IRS to upgrade phone service

The Internal Revenue Service will launch a system July 27 to make it easier for taxpayers to call the agency and get accurate information quickly.

The Internal Revenue Service will launch a system July 27 to make it easier for taxpayers to call the agency and get accurate information quickly.

John Reece, the IRS' chief information officer, said the enhanced phone system—part of the agency's 15-year modernization effort—is one step in the massive process of turning the IRS into a "customer-focused operation." The agency receives 120 million phone calls a year, he said, but has been criticized for putting callers on hold and giving out bad information. Reece told the annual meeting of the Federation of Government Information Processing Councils in New Orleans June 27 that he is committed to making modernization work and keeping it on schedule.

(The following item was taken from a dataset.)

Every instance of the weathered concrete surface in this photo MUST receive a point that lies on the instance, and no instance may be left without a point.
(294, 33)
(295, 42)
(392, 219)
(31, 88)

"It isn't rocket science," Reece said. "It's big and it's complex, but the job has been done successfully many times before."

Reece came out of retirement this year from the private sector to work with IRS Commissioner Charles Rossotti on changing the way the IRS does business.

By the end of this year, Reece said the modernization program would begin transferring taxpayer data from the 1960s-era tape system to the Customer Account Data Engine.

In the coming year, IRS officials want to begin shrinking the time it takes to issue tax refunds to electronic filers from the current average of five to seven weeks to only two or three days, he said. And Reece expects the IRS will be able to start audits in the same filing season that a return is made; it now takes two or three years to initiate audits.